Department of Biochemistry and Molecular Biology, Centre of Postgraduate Medical Education, ul. Marymoncka 99/103, 01-813 Warsaw, Poland.
Masovian Specialist Hospital in Ostroleka, Ostroleka, Poland.
Cancer Lett. 2018 Jan 1;412:155-169. doi: 10.1016/j.canlet.2017.10.019. Epub 2017 Oct 25.

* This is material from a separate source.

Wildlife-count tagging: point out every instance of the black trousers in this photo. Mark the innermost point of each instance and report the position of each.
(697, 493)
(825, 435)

In our previous study we found altered expression of 19 adhesion-related genes in renal tumors. In this study we hypothesized that disturbed expression of adhesion-related genes could be caused by microRNAs: short, non-coding RNAs that regulate gene expression. Here, we found that expression of 24 microRNAs predicted to target adhesion-related genes was disturbed in renal tumors and correlated with expression of their predicted targets. miR-25-3p, miR-30a-5p, miR-328 and miR-363-3p directly targeted adhesion-related genes, including COL5A1, COL11A1, ITGA5, MMP16 and THBS2. miR-363-3p and miR-328 inhibited proliferation of renal cancer cells, while miR-25-3p inhibited adhesion, promoted proliferation and migration of renal cancer cells. TGF-β1 influenced the expression of miR-25-3p, miR-30a-5p, and miR-328. The analyzed microRNAs, their target genes and TGF-β1 formed a network of strong correlations in tissue samples from renal cancer patients. The expression signature of microRNAs linked with TGF-β1 levels correlated with poor survival of renal cancer patients. The results of our study suggest that TGF-β1 coordinates the expression of microRNA network that regulates cellular adhesion in cancer.
在我们之前的研究中,我们发现肾脏肿瘤中 19 个黏附相关基因的表达发生了改变。在本研究中,我们假设黏附相关基因表达的紊乱可能是由 microRNAs 引起的:microRNAs 是一种短的、非编码的 RNA,可以调节基因表达。在这里,我们发现 24 个 microRNAs 的表达被预测可以靶向黏附相关基因,并且与它们预测的靶基因的表达相关。miR-25-3p、miR-30a-5p、miR-328 和 miR-363-3p 直接靶向黏附相关基因,包括 COL5A1、COL11A1、ITGA5、MMP16 和 THBS2。miR-363-3p 和 miR-328 抑制肾癌细胞的增殖,而 miR-25-3p 抑制肾癌细胞的黏附,促进增殖和迁移。TGF-β1 影响 miR-25-3p、miR-30a-5p 和 miR-328 的表达。在肾癌细胞患者的组织样本中,分析的 microRNAs、它们的靶基因和 TGF-β1 形成了一个具有强相关性的网络。与 TGF-β1 水平相关的 microRNAs 的表达特征与肾癌细胞患者的不良生存相关。我们的研究结果表明,TGF-β1 协调了 microRNA 网络的表达,该网络调节了癌症中的细胞黏附。